Um outro grupo de empreendedores recorre aos carros fechados e abertos para vender ovos, frangos, batata, feijão, amendoim, entre outros produtos agrícolas e pecuários colhidos em hortas e quintas localizadas na chamada cintura verde de Maputo.

 

O que torna o negócio de refeições próspero é o facto de não estar propenso à concessão de créditos, ou seja, salvo raras excepções, os comerciantes entregam um prato de comida por empréstimo, o que lhes garante retornos imediatos, o que já não acontece em relação aos que se dedicam à venda de perfumes, calçado, roupa e charcutaria que deixam o produto ser “devorado” pelo cliente e só ao final do mês é que recebem o que lhes é devido.

 

Cantinas motorizadas

Se nas cidades de Maputo e Matola as viaturas são usadas para a venda de comida pronta a servir em áreas bem definidas, nos distritos a coisa é bem diferente. Por lá, os comerciantes empreendem viagens de pelo menos 15 dias à cata de clientes que podem ser grossistas ou retalhistas.

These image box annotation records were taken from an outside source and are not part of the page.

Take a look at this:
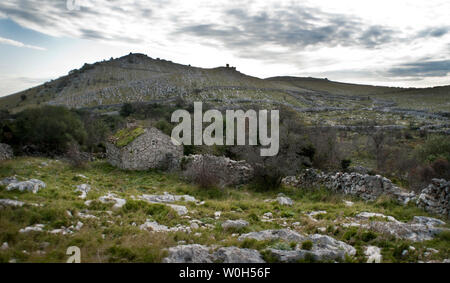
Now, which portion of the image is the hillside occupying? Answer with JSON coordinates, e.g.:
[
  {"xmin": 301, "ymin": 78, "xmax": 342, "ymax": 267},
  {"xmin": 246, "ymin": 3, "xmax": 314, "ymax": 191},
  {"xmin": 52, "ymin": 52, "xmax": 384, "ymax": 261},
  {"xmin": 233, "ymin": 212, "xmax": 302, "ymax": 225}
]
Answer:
[{"xmin": 0, "ymin": 54, "xmax": 450, "ymax": 132}]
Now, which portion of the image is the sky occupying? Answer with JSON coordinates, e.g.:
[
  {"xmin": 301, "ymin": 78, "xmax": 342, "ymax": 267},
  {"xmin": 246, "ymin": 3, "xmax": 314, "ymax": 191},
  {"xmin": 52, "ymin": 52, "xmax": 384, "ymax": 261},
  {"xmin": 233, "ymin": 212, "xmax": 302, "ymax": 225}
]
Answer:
[{"xmin": 0, "ymin": 0, "xmax": 450, "ymax": 96}]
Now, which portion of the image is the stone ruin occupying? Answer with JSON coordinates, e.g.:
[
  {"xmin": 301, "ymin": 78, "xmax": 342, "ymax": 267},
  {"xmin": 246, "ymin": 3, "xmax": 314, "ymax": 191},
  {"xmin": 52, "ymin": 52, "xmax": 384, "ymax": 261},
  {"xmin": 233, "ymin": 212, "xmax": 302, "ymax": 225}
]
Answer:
[
  {"xmin": 106, "ymin": 127, "xmax": 183, "ymax": 171},
  {"xmin": 417, "ymin": 179, "xmax": 450, "ymax": 218},
  {"xmin": 181, "ymin": 155, "xmax": 254, "ymax": 187},
  {"xmin": 282, "ymin": 169, "xmax": 450, "ymax": 217},
  {"xmin": 0, "ymin": 143, "xmax": 14, "ymax": 161}
]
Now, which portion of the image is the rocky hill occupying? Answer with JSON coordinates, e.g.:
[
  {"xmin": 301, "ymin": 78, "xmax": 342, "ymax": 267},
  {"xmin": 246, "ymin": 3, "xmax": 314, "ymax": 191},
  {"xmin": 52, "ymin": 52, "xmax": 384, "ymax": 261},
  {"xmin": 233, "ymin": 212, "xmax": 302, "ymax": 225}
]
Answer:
[{"xmin": 0, "ymin": 53, "xmax": 450, "ymax": 132}]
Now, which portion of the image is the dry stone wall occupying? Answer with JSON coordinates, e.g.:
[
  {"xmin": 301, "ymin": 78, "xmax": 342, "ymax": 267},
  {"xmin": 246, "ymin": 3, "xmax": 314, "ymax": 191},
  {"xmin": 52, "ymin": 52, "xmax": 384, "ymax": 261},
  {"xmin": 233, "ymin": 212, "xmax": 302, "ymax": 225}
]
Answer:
[{"xmin": 106, "ymin": 128, "xmax": 183, "ymax": 170}]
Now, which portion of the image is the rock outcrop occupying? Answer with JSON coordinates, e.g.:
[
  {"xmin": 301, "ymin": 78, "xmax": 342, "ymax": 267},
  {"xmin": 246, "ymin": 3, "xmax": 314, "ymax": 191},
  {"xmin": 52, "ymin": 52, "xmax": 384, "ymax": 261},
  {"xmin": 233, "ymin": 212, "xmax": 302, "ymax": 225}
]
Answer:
[
  {"xmin": 0, "ymin": 143, "xmax": 14, "ymax": 161},
  {"xmin": 417, "ymin": 179, "xmax": 450, "ymax": 218},
  {"xmin": 106, "ymin": 128, "xmax": 183, "ymax": 170},
  {"xmin": 182, "ymin": 155, "xmax": 254, "ymax": 187},
  {"xmin": 163, "ymin": 244, "xmax": 264, "ymax": 263}
]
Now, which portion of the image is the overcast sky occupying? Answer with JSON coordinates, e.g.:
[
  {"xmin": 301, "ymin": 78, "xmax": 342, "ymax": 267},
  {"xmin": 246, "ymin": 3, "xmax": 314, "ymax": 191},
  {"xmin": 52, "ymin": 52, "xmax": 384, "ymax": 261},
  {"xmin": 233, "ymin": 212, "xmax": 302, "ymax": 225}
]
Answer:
[{"xmin": 0, "ymin": 0, "xmax": 450, "ymax": 96}]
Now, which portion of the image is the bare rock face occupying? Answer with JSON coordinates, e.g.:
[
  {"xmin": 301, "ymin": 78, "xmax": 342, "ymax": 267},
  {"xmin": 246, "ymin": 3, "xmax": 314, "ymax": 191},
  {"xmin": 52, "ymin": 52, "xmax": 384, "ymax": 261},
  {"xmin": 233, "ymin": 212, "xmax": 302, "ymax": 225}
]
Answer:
[
  {"xmin": 6, "ymin": 179, "xmax": 47, "ymax": 194},
  {"xmin": 238, "ymin": 229, "xmax": 307, "ymax": 242},
  {"xmin": 0, "ymin": 143, "xmax": 14, "ymax": 161},
  {"xmin": 163, "ymin": 244, "xmax": 264, "ymax": 263},
  {"xmin": 282, "ymin": 169, "xmax": 416, "ymax": 204},
  {"xmin": 182, "ymin": 155, "xmax": 254, "ymax": 187},
  {"xmin": 106, "ymin": 128, "xmax": 183, "ymax": 170},
  {"xmin": 269, "ymin": 234, "xmax": 356, "ymax": 262},
  {"xmin": 417, "ymin": 179, "xmax": 450, "ymax": 218}
]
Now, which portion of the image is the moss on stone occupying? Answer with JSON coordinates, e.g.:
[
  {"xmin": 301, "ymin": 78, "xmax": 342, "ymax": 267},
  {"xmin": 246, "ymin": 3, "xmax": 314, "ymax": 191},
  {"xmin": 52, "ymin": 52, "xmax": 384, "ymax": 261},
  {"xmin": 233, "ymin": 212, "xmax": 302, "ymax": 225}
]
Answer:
[{"xmin": 113, "ymin": 127, "xmax": 145, "ymax": 147}]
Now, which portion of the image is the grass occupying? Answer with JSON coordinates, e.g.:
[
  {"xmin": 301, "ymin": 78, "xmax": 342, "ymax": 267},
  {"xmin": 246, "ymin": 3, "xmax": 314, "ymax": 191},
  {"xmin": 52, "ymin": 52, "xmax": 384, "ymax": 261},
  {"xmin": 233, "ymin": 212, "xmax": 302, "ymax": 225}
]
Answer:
[{"xmin": 0, "ymin": 157, "xmax": 450, "ymax": 262}]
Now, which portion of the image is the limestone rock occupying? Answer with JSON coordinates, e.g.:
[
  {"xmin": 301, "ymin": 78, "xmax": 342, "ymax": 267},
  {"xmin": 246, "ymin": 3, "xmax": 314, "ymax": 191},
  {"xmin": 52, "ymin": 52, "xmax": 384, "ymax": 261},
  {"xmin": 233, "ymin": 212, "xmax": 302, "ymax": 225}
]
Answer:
[
  {"xmin": 0, "ymin": 199, "xmax": 25, "ymax": 208},
  {"xmin": 182, "ymin": 155, "xmax": 254, "ymax": 187},
  {"xmin": 6, "ymin": 179, "xmax": 47, "ymax": 194},
  {"xmin": 163, "ymin": 244, "xmax": 214, "ymax": 263},
  {"xmin": 364, "ymin": 246, "xmax": 383, "ymax": 263},
  {"xmin": 214, "ymin": 247, "xmax": 265, "ymax": 263},
  {"xmin": 222, "ymin": 219, "xmax": 248, "ymax": 230},
  {"xmin": 0, "ymin": 143, "xmax": 14, "ymax": 161},
  {"xmin": 106, "ymin": 128, "xmax": 183, "ymax": 170},
  {"xmin": 75, "ymin": 184, "xmax": 91, "ymax": 199},
  {"xmin": 98, "ymin": 193, "xmax": 127, "ymax": 209},
  {"xmin": 238, "ymin": 229, "xmax": 307, "ymax": 243}
]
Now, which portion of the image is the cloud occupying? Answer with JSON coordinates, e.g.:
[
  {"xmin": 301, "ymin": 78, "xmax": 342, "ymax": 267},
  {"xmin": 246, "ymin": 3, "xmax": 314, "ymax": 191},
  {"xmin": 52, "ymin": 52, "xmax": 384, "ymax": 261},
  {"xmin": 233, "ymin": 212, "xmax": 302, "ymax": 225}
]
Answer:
[
  {"xmin": 387, "ymin": 60, "xmax": 450, "ymax": 77},
  {"xmin": 0, "ymin": 0, "xmax": 450, "ymax": 87},
  {"xmin": 0, "ymin": 37, "xmax": 46, "ymax": 51}
]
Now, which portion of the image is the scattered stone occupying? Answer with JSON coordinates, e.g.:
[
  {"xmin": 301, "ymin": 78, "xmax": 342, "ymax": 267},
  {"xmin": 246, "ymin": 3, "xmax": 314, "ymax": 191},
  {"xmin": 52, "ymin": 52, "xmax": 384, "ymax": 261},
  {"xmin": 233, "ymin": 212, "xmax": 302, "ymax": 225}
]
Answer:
[
  {"xmin": 416, "ymin": 179, "xmax": 450, "ymax": 218},
  {"xmin": 277, "ymin": 193, "xmax": 294, "ymax": 206},
  {"xmin": 75, "ymin": 184, "xmax": 91, "ymax": 199},
  {"xmin": 0, "ymin": 199, "xmax": 25, "ymax": 208},
  {"xmin": 163, "ymin": 244, "xmax": 264, "ymax": 263},
  {"xmin": 139, "ymin": 220, "xmax": 191, "ymax": 233},
  {"xmin": 98, "ymin": 193, "xmax": 127, "ymax": 209},
  {"xmin": 6, "ymin": 179, "xmax": 47, "ymax": 194},
  {"xmin": 19, "ymin": 224, "xmax": 45, "ymax": 233},
  {"xmin": 78, "ymin": 212, "xmax": 98, "ymax": 219},
  {"xmin": 344, "ymin": 200, "xmax": 354, "ymax": 207},
  {"xmin": 106, "ymin": 127, "xmax": 183, "ymax": 171},
  {"xmin": 163, "ymin": 244, "xmax": 214, "ymax": 263},
  {"xmin": 182, "ymin": 154, "xmax": 254, "ymax": 187},
  {"xmin": 222, "ymin": 219, "xmax": 248, "ymax": 230},
  {"xmin": 282, "ymin": 169, "xmax": 416, "ymax": 204},
  {"xmin": 140, "ymin": 192, "xmax": 197, "ymax": 203},
  {"xmin": 213, "ymin": 247, "xmax": 265, "ymax": 263},
  {"xmin": 0, "ymin": 242, "xmax": 9, "ymax": 251},
  {"xmin": 364, "ymin": 246, "xmax": 383, "ymax": 263},
  {"xmin": 413, "ymin": 216, "xmax": 445, "ymax": 226},
  {"xmin": 0, "ymin": 176, "xmax": 19, "ymax": 186},
  {"xmin": 168, "ymin": 204, "xmax": 189, "ymax": 215},
  {"xmin": 0, "ymin": 143, "xmax": 14, "ymax": 161},
  {"xmin": 238, "ymin": 229, "xmax": 307, "ymax": 242},
  {"xmin": 269, "ymin": 234, "xmax": 356, "ymax": 262},
  {"xmin": 356, "ymin": 212, "xmax": 400, "ymax": 223}
]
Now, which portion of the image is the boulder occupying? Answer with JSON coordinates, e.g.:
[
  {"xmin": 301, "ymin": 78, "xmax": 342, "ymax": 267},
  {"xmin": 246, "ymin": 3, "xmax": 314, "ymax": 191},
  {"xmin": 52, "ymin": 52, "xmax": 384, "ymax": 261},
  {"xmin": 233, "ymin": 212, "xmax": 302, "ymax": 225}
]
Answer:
[
  {"xmin": 6, "ymin": 179, "xmax": 47, "ymax": 194},
  {"xmin": 222, "ymin": 219, "xmax": 248, "ymax": 230},
  {"xmin": 0, "ymin": 143, "xmax": 14, "ymax": 161},
  {"xmin": 238, "ymin": 229, "xmax": 307, "ymax": 243},
  {"xmin": 0, "ymin": 199, "xmax": 25, "ymax": 208},
  {"xmin": 213, "ymin": 247, "xmax": 265, "ymax": 263},
  {"xmin": 181, "ymin": 155, "xmax": 254, "ymax": 187}
]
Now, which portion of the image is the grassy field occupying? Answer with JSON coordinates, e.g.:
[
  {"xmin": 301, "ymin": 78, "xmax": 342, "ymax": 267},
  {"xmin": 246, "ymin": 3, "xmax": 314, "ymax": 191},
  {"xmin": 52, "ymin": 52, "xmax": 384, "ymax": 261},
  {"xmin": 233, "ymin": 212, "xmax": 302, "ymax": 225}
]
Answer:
[{"xmin": 0, "ymin": 157, "xmax": 450, "ymax": 262}]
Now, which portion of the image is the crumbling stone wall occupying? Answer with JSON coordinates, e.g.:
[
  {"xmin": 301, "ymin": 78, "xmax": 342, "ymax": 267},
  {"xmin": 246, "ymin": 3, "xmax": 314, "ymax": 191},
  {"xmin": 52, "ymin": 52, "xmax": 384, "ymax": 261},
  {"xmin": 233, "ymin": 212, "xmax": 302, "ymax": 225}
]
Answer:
[
  {"xmin": 417, "ymin": 179, "xmax": 450, "ymax": 218},
  {"xmin": 0, "ymin": 143, "xmax": 14, "ymax": 160},
  {"xmin": 282, "ymin": 169, "xmax": 416, "ymax": 204},
  {"xmin": 106, "ymin": 128, "xmax": 183, "ymax": 170},
  {"xmin": 181, "ymin": 155, "xmax": 254, "ymax": 187}
]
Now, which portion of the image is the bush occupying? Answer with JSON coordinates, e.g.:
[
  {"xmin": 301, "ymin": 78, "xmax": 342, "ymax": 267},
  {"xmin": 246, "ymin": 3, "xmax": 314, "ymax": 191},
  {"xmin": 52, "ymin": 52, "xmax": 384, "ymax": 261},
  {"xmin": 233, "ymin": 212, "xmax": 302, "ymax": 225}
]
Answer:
[
  {"xmin": 416, "ymin": 135, "xmax": 450, "ymax": 162},
  {"xmin": 13, "ymin": 106, "xmax": 87, "ymax": 154},
  {"xmin": 252, "ymin": 165, "xmax": 284, "ymax": 191}
]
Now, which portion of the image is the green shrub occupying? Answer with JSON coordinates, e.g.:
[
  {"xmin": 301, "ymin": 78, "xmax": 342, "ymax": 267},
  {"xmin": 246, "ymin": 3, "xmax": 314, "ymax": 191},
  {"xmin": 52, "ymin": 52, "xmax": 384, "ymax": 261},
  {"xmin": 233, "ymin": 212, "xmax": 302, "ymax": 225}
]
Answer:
[{"xmin": 13, "ymin": 106, "xmax": 87, "ymax": 153}]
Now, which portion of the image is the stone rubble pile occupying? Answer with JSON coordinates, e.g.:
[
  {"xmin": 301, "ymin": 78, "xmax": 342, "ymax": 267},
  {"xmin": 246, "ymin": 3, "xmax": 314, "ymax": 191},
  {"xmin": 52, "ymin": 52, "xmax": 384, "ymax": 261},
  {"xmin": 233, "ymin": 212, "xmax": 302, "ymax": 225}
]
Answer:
[
  {"xmin": 182, "ymin": 155, "xmax": 254, "ymax": 187},
  {"xmin": 282, "ymin": 169, "xmax": 415, "ymax": 204}
]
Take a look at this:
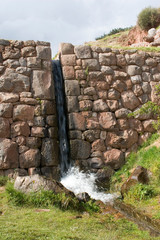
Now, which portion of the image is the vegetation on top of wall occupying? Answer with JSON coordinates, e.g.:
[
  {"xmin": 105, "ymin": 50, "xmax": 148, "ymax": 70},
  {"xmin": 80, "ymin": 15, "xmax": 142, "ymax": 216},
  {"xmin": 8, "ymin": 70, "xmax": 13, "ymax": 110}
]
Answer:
[
  {"xmin": 95, "ymin": 26, "xmax": 132, "ymax": 40},
  {"xmin": 137, "ymin": 7, "xmax": 160, "ymax": 31}
]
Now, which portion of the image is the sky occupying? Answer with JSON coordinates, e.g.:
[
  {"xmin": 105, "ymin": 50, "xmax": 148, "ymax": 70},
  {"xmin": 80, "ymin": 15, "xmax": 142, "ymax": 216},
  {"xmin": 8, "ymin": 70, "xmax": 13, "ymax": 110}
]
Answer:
[{"xmin": 0, "ymin": 0, "xmax": 160, "ymax": 56}]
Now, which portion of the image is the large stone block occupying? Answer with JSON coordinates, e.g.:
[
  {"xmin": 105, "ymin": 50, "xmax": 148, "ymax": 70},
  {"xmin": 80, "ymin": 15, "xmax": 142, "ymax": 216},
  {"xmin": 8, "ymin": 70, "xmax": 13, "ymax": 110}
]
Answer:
[
  {"xmin": 69, "ymin": 113, "xmax": 85, "ymax": 130},
  {"xmin": 82, "ymin": 59, "xmax": 100, "ymax": 71},
  {"xmin": 13, "ymin": 104, "xmax": 35, "ymax": 121},
  {"xmin": 0, "ymin": 138, "xmax": 18, "ymax": 169},
  {"xmin": 0, "ymin": 92, "xmax": 19, "ymax": 103},
  {"xmin": 74, "ymin": 46, "xmax": 92, "ymax": 58},
  {"xmin": 104, "ymin": 149, "xmax": 124, "ymax": 170},
  {"xmin": 121, "ymin": 91, "xmax": 140, "ymax": 110},
  {"xmin": 0, "ymin": 103, "xmax": 13, "ymax": 118},
  {"xmin": 99, "ymin": 112, "xmax": 116, "ymax": 129},
  {"xmin": 65, "ymin": 80, "xmax": 80, "ymax": 96},
  {"xmin": 32, "ymin": 70, "xmax": 54, "ymax": 99},
  {"xmin": 22, "ymin": 46, "xmax": 36, "ymax": 57},
  {"xmin": 60, "ymin": 43, "xmax": 74, "ymax": 55},
  {"xmin": 19, "ymin": 149, "xmax": 41, "ymax": 168},
  {"xmin": 70, "ymin": 139, "xmax": 91, "ymax": 160},
  {"xmin": 62, "ymin": 66, "xmax": 75, "ymax": 79},
  {"xmin": 127, "ymin": 65, "xmax": 142, "ymax": 76},
  {"xmin": 41, "ymin": 138, "xmax": 58, "ymax": 167},
  {"xmin": 61, "ymin": 54, "xmax": 76, "ymax": 66},
  {"xmin": 0, "ymin": 117, "xmax": 10, "ymax": 138},
  {"xmin": 36, "ymin": 46, "xmax": 51, "ymax": 60},
  {"xmin": 11, "ymin": 122, "xmax": 30, "ymax": 137},
  {"xmin": 106, "ymin": 130, "xmax": 138, "ymax": 149},
  {"xmin": 93, "ymin": 99, "xmax": 108, "ymax": 112}
]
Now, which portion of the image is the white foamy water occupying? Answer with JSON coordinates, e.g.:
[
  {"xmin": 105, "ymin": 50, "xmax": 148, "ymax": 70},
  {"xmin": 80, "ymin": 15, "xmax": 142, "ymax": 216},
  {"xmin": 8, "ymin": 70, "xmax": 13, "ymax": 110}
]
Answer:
[{"xmin": 61, "ymin": 167, "xmax": 117, "ymax": 203}]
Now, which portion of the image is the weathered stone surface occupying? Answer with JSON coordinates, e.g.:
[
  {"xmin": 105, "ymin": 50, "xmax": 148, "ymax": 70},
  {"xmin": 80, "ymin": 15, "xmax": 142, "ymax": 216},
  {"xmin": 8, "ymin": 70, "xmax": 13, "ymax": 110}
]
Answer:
[
  {"xmin": 96, "ymin": 81, "xmax": 109, "ymax": 91},
  {"xmin": 108, "ymin": 89, "xmax": 120, "ymax": 100},
  {"xmin": 99, "ymin": 112, "xmax": 116, "ymax": 129},
  {"xmin": 32, "ymin": 70, "xmax": 54, "ymax": 99},
  {"xmin": 22, "ymin": 46, "xmax": 36, "ymax": 57},
  {"xmin": 106, "ymin": 130, "xmax": 138, "ymax": 149},
  {"xmin": 84, "ymin": 87, "xmax": 96, "ymax": 96},
  {"xmin": 0, "ymin": 68, "xmax": 30, "ymax": 93},
  {"xmin": 69, "ymin": 113, "xmax": 85, "ymax": 130},
  {"xmin": 67, "ymin": 96, "xmax": 79, "ymax": 112},
  {"xmin": 101, "ymin": 66, "xmax": 114, "ymax": 75},
  {"xmin": 19, "ymin": 149, "xmax": 41, "ymax": 168},
  {"xmin": 92, "ymin": 139, "xmax": 106, "ymax": 152},
  {"xmin": 142, "ymin": 119, "xmax": 157, "ymax": 133},
  {"xmin": 86, "ymin": 119, "xmax": 100, "ymax": 129},
  {"xmin": 16, "ymin": 136, "xmax": 26, "ymax": 146},
  {"xmin": 104, "ymin": 149, "xmax": 124, "ymax": 170},
  {"xmin": 26, "ymin": 137, "xmax": 41, "ymax": 149},
  {"xmin": 87, "ymin": 157, "xmax": 104, "ymax": 169},
  {"xmin": 117, "ymin": 119, "xmax": 129, "ymax": 130},
  {"xmin": 82, "ymin": 59, "xmax": 100, "ymax": 71},
  {"xmin": 115, "ymin": 108, "xmax": 131, "ymax": 118},
  {"xmin": 83, "ymin": 130, "xmax": 100, "ymax": 142},
  {"xmin": 127, "ymin": 65, "xmax": 141, "ymax": 76},
  {"xmin": 11, "ymin": 122, "xmax": 30, "ymax": 137},
  {"xmin": 13, "ymin": 104, "xmax": 34, "ymax": 121},
  {"xmin": 27, "ymin": 57, "xmax": 41, "ymax": 69},
  {"xmin": 121, "ymin": 166, "xmax": 149, "ymax": 197},
  {"xmin": 74, "ymin": 46, "xmax": 92, "ymax": 58},
  {"xmin": 31, "ymin": 127, "xmax": 46, "ymax": 138},
  {"xmin": 46, "ymin": 115, "xmax": 57, "ymax": 127},
  {"xmin": 41, "ymin": 100, "xmax": 56, "ymax": 115},
  {"xmin": 99, "ymin": 52, "xmax": 116, "ymax": 66},
  {"xmin": 0, "ymin": 117, "xmax": 10, "ymax": 138},
  {"xmin": 133, "ymin": 84, "xmax": 143, "ymax": 97},
  {"xmin": 62, "ymin": 66, "xmax": 75, "ymax": 80},
  {"xmin": 107, "ymin": 100, "xmax": 119, "ymax": 112},
  {"xmin": 0, "ymin": 103, "xmax": 13, "ymax": 118},
  {"xmin": 79, "ymin": 100, "xmax": 93, "ymax": 111},
  {"xmin": 0, "ymin": 138, "xmax": 18, "ymax": 169},
  {"xmin": 131, "ymin": 75, "xmax": 142, "ymax": 84},
  {"xmin": 61, "ymin": 54, "xmax": 76, "ymax": 66},
  {"xmin": 70, "ymin": 139, "xmax": 91, "ymax": 160},
  {"xmin": 93, "ymin": 99, "xmax": 108, "ymax": 112},
  {"xmin": 69, "ymin": 130, "xmax": 82, "ymax": 139},
  {"xmin": 113, "ymin": 80, "xmax": 127, "ymax": 92},
  {"xmin": 14, "ymin": 174, "xmax": 74, "ymax": 197},
  {"xmin": 129, "ymin": 119, "xmax": 143, "ymax": 133},
  {"xmin": 121, "ymin": 91, "xmax": 140, "ymax": 110},
  {"xmin": 36, "ymin": 46, "xmax": 51, "ymax": 60},
  {"xmin": 41, "ymin": 138, "xmax": 58, "ymax": 167},
  {"xmin": 65, "ymin": 80, "xmax": 80, "ymax": 96},
  {"xmin": 60, "ymin": 43, "xmax": 74, "ymax": 55},
  {"xmin": 125, "ymin": 53, "xmax": 145, "ymax": 66},
  {"xmin": 2, "ymin": 46, "xmax": 21, "ymax": 59}
]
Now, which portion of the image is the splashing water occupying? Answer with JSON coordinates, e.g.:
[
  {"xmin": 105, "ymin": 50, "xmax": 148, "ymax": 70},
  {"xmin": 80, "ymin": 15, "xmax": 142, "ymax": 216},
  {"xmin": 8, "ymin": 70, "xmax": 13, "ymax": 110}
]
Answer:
[{"xmin": 61, "ymin": 167, "xmax": 117, "ymax": 204}]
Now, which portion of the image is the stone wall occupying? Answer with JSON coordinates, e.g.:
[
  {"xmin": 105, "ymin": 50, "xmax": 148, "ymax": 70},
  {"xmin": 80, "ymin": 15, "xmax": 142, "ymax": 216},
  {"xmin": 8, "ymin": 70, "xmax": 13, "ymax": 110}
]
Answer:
[
  {"xmin": 0, "ymin": 39, "xmax": 58, "ymax": 178},
  {"xmin": 60, "ymin": 43, "xmax": 160, "ymax": 178}
]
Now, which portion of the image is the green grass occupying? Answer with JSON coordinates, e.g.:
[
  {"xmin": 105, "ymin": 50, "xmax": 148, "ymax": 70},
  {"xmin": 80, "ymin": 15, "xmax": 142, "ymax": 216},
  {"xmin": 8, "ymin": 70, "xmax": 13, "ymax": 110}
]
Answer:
[
  {"xmin": 0, "ymin": 188, "xmax": 160, "ymax": 240},
  {"xmin": 111, "ymin": 134, "xmax": 160, "ymax": 219}
]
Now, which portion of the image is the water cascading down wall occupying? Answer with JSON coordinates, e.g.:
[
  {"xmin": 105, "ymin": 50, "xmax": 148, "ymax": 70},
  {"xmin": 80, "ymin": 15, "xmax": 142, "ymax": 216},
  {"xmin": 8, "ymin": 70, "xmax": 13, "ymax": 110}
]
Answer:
[{"xmin": 0, "ymin": 40, "xmax": 160, "ymax": 180}]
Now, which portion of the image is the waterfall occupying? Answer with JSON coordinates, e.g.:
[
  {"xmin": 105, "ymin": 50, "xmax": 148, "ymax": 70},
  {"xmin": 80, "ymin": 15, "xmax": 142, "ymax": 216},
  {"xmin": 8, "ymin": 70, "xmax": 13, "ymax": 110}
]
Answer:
[
  {"xmin": 52, "ymin": 60, "xmax": 70, "ymax": 176},
  {"xmin": 52, "ymin": 60, "xmax": 117, "ymax": 203}
]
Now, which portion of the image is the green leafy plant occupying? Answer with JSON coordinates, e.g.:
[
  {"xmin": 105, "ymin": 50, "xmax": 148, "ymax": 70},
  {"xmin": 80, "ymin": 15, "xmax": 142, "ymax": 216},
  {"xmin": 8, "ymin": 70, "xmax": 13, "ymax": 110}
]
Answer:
[
  {"xmin": 137, "ymin": 7, "xmax": 160, "ymax": 31},
  {"xmin": 125, "ymin": 183, "xmax": 157, "ymax": 201},
  {"xmin": 0, "ymin": 176, "xmax": 8, "ymax": 187},
  {"xmin": 6, "ymin": 182, "xmax": 99, "ymax": 212}
]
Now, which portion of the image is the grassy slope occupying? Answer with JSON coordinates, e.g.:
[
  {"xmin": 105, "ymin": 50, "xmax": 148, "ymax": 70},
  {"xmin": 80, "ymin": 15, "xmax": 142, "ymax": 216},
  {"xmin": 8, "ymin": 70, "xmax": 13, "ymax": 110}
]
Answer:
[
  {"xmin": 112, "ymin": 134, "xmax": 160, "ymax": 220},
  {"xmin": 0, "ymin": 184, "xmax": 156, "ymax": 240},
  {"xmin": 86, "ymin": 30, "xmax": 160, "ymax": 52}
]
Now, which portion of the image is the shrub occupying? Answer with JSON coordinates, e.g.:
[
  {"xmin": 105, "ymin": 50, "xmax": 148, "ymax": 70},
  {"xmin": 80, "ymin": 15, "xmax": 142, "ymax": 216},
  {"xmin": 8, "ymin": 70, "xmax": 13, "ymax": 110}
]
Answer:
[{"xmin": 138, "ymin": 7, "xmax": 160, "ymax": 30}]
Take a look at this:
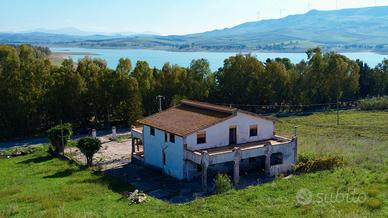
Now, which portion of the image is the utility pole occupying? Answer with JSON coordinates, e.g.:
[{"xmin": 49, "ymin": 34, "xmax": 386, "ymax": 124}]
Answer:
[
  {"xmin": 156, "ymin": 95, "xmax": 164, "ymax": 112},
  {"xmin": 337, "ymin": 96, "xmax": 339, "ymax": 126},
  {"xmin": 61, "ymin": 120, "xmax": 65, "ymax": 151}
]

Recentemente circunvagamos pelo interior da província de Inhambane, tendo como base a vila de Nova Mambone, sede do distrito de Govuro, onde demos de caras com camionetas carregadas de produtos de primeira necessidade, loiça e capulanas que atraiam dezenas de homens e mulheres.

Banhados de curiosidade, aproximámo-nos duma camioneta delas mas, o seu proprietário deu a entender que não percebia mais do que um simples “bom dia”. Puxamos pela língua local, o tswa ou xitswa mas, o homenzinho teimava em não soltar a língua. Ensaiamos uma saudação com o sorriso “de orelha a orelha” contando que o atrairíamos à conversa, nada.

Porque aquela cena já estava a tornar-se engraçada, balbuciamos umas palavrinhas em inglês e, mesmo assim, ouvimos silêncio, pelo que mudamos de estratégia e juntamo-nos ao grupo que pegava neste copo, naquele jarro, chaleira, termo, bule, chávena, jogo de facas, colheres e garfos para só para ver como é que aquele “mudo” circunstancial fazia o negócio.

 

Passados alguns minutos, escolhemos um jogo de taças e quisemos saber quanto pagaríamos por elas e o comerciante, gesticulando, orientou-nos a falar com o empregado. “Ele é zimbabwiano e acho que não gostou da vossa presença, porque percebeu que vocês são jornalistas”, disse.

Apesar de contrariado, o jovem empregado afirmou que os produtos expostos naquela camioneta eram adquiridos nas cidades da Beira e Maputo mas, a mini-empresa está sediada nos distritos de Mabote e Vilanculo, em Inhambane, de onde parte para vários destinos desta mesma província. “Fazemos este negócio há cerca de dois anos e viajamos até ao rio Save com paragens em Maluvane, Inhassoro, entre outros aglomerados populacionais”.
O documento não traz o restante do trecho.